Any way you slice it, however, the aggressive monetary expansion after 1987 did not spur incremental housing investment on any sustainable basis. Instead, it led to debt-fueled speculation in the existing housing stock, sending prices rising far faster and far higher than the growth of household income and wages.

An alternative measure of the impact of easy money on housing investment can be seen in the index of housing completions relative to the US population. Since the early 1970s, that ratio has been trending steadily downward and now stands at only 45% of its 50-years-ago value.

Needless to say, if cheap mortgage credit were the elixir it is claimed to be, the line in the chart would have trended skyward. As it happened, however, it is a stinging repudiation of the very essence of the case for low interest rates so relentlessly promoted by Wall Street and Washington alike.

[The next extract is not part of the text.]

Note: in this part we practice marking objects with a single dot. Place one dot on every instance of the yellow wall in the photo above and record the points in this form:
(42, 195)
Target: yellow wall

At the end of the day, the US economy is not remotely “strong,” as the talking heads blathered about again last Friday. Likewise, the BLS report is once again hardly worth the digital ink it is printed upon.

So, a central bank policy based on a monetary politburo fiddling the nation’s massive $28 trillion economy toward undefinable and immeasurable full employment and 2.00% inflation can be described in only one way. To wit, a trainwreck in full flight.